Which brings me to the subject of this blog, and of course, we have to give in to my loyal readership of two (my supportive girlfriend who is obligated to read this blog *wink* and a good friend who loves her adventure called life and loves her beach time).

As I was walking back to the labor room, a page over the PA system had requested a male aide to an Ob-Gyne's clinic, and said to myself, "Oh crap, another patient." I was already attending to another parturient who was carryover from last night's duty.
True enough, she came.

She was a 19 year old who seemingly had everything going wrong for her -- pregnant by her younger, 17-year old boyfriend who wasn't even there, congestive heart failure class IV made worse by her pregnancy, a platelet level of 70,000, HBsAg reactive and to top it off, a baby having fetal heart rate decelerations to 80 bpm.

I groaned. Of all the days my partner had to take a leave of absence. But there was nothing I could do. I now had two patients, the other had a low threshold of pain, and the other a heart in congestive heart failure. We had to find blood to boot.

I monitored her progress and talked with her. She was this bright young kid who was supposed to be in 3rd year college, and judging from her blood donors, had lots of friends and was getting the full support from her family. She had a ready smile and listened intently as I coached her into how she was supposed to deliver later. She was to have an epidural so pain wouldn't be an issue. Her cardiologist stopped by as well as a hematologist.

As the afternoon wore on, the first parturient became fully dilated and she was mounted on the delivery table, and had to leave her listening to her OB in the labor room. We had delivered a baby girl when they exclaimed we were mounting her as well. I said to myself, "Oh Crap, and double crap." We were still fixing the episiotomy when they carried her into the other delivery room. When we were done, I immediately ran and scrubbed in.

And then there were the decelerations all the way down to 60 beats per minute, with slow pick-up back to normal. The pediatricians already had their resuscitation table ready, O2 was running, the cardiologist and hematologist were in attendance.

Then finally the baby came. Slowly, ever so slowly she came out into the world, and cried almost immediately as she came out. She was small for her age but oh never did a cry sound so good. A smile came on the new mother's face. Everybody in that room smiled and time held for a couple of seconds as we cut the cord and handed her to the pediatricians.

Minimal bleeding, a 4 lb baby, a heart still in failure and thankful grandparents were what I met after.

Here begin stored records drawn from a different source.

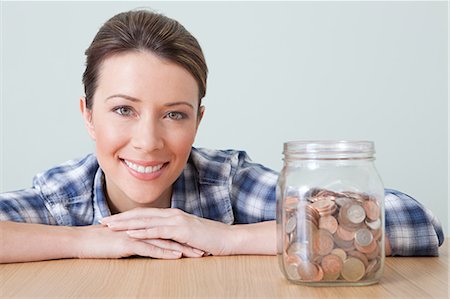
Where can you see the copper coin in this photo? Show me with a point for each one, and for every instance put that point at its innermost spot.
(376, 224)
(323, 242)
(308, 271)
(367, 249)
(301, 250)
(328, 223)
(353, 269)
(345, 245)
(373, 266)
(372, 209)
(359, 255)
(345, 234)
(331, 265)
(376, 253)
(340, 253)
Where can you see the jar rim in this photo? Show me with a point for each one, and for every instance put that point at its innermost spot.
(329, 147)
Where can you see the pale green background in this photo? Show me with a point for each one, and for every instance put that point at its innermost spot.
(278, 71)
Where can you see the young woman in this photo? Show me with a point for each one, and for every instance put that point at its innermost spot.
(146, 191)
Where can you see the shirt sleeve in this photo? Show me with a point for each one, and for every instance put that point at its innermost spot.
(24, 206)
(253, 192)
(411, 228)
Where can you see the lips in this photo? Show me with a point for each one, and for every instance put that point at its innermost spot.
(143, 169)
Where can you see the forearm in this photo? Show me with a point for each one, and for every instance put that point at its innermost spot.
(256, 238)
(25, 242)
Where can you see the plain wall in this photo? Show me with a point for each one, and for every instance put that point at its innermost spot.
(279, 71)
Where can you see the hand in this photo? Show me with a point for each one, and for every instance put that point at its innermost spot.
(100, 242)
(173, 224)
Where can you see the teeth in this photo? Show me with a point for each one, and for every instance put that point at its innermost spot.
(142, 169)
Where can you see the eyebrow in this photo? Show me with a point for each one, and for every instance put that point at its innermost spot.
(133, 99)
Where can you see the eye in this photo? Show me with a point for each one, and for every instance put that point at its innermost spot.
(124, 110)
(176, 115)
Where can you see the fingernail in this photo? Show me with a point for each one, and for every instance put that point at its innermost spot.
(131, 233)
(197, 251)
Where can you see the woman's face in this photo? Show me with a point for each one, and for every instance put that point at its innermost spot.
(144, 120)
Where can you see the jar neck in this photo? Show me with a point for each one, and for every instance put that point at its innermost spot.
(328, 150)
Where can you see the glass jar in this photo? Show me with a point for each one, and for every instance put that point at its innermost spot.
(330, 214)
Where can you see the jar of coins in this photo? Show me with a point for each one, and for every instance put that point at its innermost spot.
(330, 213)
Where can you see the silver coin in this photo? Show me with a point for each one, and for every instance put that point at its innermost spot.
(363, 237)
(374, 224)
(356, 214)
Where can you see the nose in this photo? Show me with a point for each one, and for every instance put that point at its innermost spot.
(148, 135)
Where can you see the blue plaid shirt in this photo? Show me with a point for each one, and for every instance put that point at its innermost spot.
(220, 185)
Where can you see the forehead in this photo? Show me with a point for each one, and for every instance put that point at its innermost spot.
(142, 74)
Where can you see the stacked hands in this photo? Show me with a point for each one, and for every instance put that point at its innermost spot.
(159, 233)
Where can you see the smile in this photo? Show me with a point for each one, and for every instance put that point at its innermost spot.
(143, 169)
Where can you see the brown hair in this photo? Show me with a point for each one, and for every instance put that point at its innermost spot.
(144, 30)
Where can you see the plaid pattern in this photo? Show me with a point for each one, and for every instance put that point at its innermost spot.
(220, 185)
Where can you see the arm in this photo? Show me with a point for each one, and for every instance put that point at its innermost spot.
(25, 242)
(207, 235)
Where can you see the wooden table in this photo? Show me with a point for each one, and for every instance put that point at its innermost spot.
(210, 277)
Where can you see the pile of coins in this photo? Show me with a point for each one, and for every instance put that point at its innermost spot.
(332, 236)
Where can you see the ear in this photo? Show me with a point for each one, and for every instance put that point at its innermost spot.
(87, 117)
(201, 111)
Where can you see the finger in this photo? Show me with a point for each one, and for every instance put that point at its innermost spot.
(164, 232)
(187, 251)
(131, 224)
(149, 250)
(141, 223)
(140, 213)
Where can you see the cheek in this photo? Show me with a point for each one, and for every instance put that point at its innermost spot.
(181, 141)
(109, 138)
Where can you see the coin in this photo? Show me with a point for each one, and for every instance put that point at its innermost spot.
(376, 224)
(328, 223)
(356, 214)
(372, 209)
(344, 234)
(331, 265)
(363, 237)
(308, 271)
(323, 242)
(353, 269)
(340, 253)
(359, 255)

It was my pleasure to be part of that, no matter how toxic it was. To look in my patient's eyes and see thank you, well, call it naive, but I think that's what we, doctors, all ever need.

As of this writing, the patient is still in our ward, recovering and her baby doing OK in the nursery. I pass by during our daily rounds and they all smile back.

Though it's been 3 days removed from that day, the events still linger, and every time the smile still returns to my face.